John Golden, intelligent, honest, a fine type of workingman, educated in the English school of unionism, held two conferences with the firm. He was able to make the employers see the whole situation in an entirely new light. They were men of probity; they wanted to be fair; and when they saw the human side of the struggle they surrendered. When they perceived the justice of the collective bargain, the advantages to both sides of a labor organization honestly conducted, they consented to recognize the union. And the women went back, their group unbroken.
Thus are women working, women of all classes, to humanize the factory. From the outside they are working to educate the legislatures and the judiciary. They are lending moral and financial support to the women of the toiling masses in their struggle to make over the factory from the inside. Together they are impressing the men of the working world, law makers and judges, with the justice of protecting the mothers of the race.
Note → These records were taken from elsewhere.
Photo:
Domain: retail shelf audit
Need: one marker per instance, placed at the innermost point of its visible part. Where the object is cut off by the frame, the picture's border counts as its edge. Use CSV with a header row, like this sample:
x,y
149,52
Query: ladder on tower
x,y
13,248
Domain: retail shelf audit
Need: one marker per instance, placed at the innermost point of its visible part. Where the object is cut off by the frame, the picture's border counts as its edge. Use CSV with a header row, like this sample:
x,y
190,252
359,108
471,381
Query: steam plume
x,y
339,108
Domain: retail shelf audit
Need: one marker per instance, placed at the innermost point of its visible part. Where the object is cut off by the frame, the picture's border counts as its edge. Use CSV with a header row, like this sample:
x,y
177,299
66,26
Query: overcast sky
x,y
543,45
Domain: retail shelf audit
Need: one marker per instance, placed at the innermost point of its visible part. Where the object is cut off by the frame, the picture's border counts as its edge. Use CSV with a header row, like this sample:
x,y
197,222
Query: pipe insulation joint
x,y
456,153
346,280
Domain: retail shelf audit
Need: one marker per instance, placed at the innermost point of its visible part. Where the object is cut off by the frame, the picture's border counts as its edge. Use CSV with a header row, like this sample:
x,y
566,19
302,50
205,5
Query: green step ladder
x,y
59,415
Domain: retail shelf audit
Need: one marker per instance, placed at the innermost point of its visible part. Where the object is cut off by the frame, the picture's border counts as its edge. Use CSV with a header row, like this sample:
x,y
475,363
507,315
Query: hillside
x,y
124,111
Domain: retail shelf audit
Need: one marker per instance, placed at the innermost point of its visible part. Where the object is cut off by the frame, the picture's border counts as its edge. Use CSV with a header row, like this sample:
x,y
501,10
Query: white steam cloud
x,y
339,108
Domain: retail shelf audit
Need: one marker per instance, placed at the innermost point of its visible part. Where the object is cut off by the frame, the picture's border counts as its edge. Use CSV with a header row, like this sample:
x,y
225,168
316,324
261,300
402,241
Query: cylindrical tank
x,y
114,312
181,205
Now that the greatest stumbling block to industrial protective legislation has been removed, we may hope to see a change in legal decisions handed down in our courts. The educational process is not yet complete. Not every judge possesses the prophetic mind of the late Justice Brewer, who wrote the decision in the Oregon Case. Not every court has learned that healthy men and women are infinitely more valuable to a nation than mere property. But in time they will learn.
In distant New Zealand, not long ago, there was a match factory in which a number of women worked for low wages. After fruitless appeals to the owner for better wages the workers resorted to force. They did not strike. In New Zealand you do not have to strike, because in that country a substitute for the strike is provided by law. To this substitute, a Court of Arbitration, the women took their grievance. The employer in his answer declared, just as employers in this country might have done, that his business would not stand an increase in wages. He explained that the match industry was newly established in New Zealand, and that, until it was on a secure basis, factory owners could not afford to pay high wages.
The judge ordered an inquiry. In this country it would have been an inquiry into the state of the match industry. There it was an inquiry into the cost of living in the town where the match factory was located. And then the judge summoned the factory owner to the Court of Arbitration, and this is what he said to the man:
“It is impossible for these girls to live decently or healthfully on the wages you are now paying. It is of the utmost importance that they should have wholesome and healthful conditions of life. The souls and bodies of the young women of New Zealand are of more importance than your profits, and if you cannot pay living wages it will be better for the community for you to close your factory. It would be better to send the whole match industry to the bottom of the ocean, and go back to flints and firesticks, than to drive young girls into the gutter. My award is that you pay what they ask.”